If you want a slightly counter-intuitive choice, I'm intrigued by the Angels' Trevor Cahill ($6,200). His home/road splits have been among the more striking in recent year. Since 2017 he has a 2.24 ERA at home compared to a 6.51 ERA on the road. He may be facing the Yankees, but remember, this is a rather banged-up version of the Bronx Bombers. This is the time to consider a pitcher matching up with New York.
The Red Sox lineup is facing a righty, which means Andrew Benintendi ($3,800) is a name to keep in mind. The southpaw struggles against lefties, but the dude mashes right-handed pitchers. He's never had an issue getting on base (.359 career OBP), and now he's facing Jordan Zimmermann. The Tigers pitcher had to improve his play down the stretch last season to get down to a 4.82 FIP, and since donning the Old English D, he's been giving up homers with gusto.
Because Mookie Betts ($3,900) is off to a somewhat slow start, he's barely pricier than Benintendi. Right now, Betts feels like a tremendous value, and he's bound to pick up the pace. This is the reigning AL MVP, after all. He has a career .884 OPS even with this tough campaign. Zimmermann has a 5.24 ERA over the previous three seasons, and his 4.94 ERA this year is only slightly better.
Of course, the Tigers are facing a struggling pitcher in Rick Porcello, who once upon a time was a Detroit hurler as well. Now he's a guy with a 6.87 FIP through four starts in 2019. For cheap options, I've had a place in my heart for Niko Goodrum ($3,400) since last season. As a rookie, he hit 16 homers and stole 12 bases in 131 games, and he's increased his batting average, OBP, and slugging percentage since his previous campaign.

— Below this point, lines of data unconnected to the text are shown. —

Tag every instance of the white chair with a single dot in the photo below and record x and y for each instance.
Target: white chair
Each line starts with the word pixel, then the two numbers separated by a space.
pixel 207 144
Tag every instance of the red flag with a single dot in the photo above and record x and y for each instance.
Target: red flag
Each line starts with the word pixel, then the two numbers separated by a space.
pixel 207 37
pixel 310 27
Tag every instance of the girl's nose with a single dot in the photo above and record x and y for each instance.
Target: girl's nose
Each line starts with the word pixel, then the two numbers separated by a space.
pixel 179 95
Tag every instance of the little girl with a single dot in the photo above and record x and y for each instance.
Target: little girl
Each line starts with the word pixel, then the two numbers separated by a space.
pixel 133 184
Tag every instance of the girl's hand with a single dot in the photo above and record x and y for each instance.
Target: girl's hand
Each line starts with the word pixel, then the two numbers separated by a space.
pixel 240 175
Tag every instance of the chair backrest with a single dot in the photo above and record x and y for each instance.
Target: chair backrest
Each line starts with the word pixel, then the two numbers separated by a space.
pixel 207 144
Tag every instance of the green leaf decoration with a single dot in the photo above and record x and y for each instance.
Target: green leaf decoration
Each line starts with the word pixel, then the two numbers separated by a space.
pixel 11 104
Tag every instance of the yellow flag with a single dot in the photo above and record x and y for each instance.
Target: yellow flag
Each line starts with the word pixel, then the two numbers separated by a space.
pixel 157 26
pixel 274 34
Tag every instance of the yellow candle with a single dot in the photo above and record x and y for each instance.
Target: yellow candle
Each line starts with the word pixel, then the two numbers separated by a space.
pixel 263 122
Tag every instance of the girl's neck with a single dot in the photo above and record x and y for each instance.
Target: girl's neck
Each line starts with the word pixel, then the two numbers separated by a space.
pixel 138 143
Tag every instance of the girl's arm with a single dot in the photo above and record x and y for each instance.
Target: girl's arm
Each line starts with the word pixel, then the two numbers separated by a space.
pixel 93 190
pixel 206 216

With only five games on the slate and a few top-notch pitchers on the mound, such as Trevor Bauer and Gerrit Cole going head-to-head, the stacking options aren't great. I'm going with the Mariners at home.
Texas has decided to call up Hearn from Triple-A to get his first MLB start, and he had a 4.05 ERA in Nashville before getting the promotion. Even if they pull the plug swiftly, the Rangers don't have the strongest bullpen, either.
We know Haniger has been a cold-blooded masher since joining the Mariners. He slashed .285/.366/.493 with 26 homers in 157 games last year, and he's hit seven dingers in 26 games to start this campaign.
Santana's last season in Milwaukee was kind of a lost campaign, as he found himself a man without a country thanks to the acquisitions of folks like MVP Christian Yelich and good-but-not-quite-an-MVP Lorenzo Cain. In 2017, though, he hit 30 homers and stole 15 bases, and in his first season with Seattle he's slashed .306/.372/.491.
Lastly, we've got Narvaez at catcher. The lefty stick has been good against righties in his career. In 21 games to start this season, though, he's hitting everybody. Anytime a catcher has a .366 OBP, it's going to draw eyes.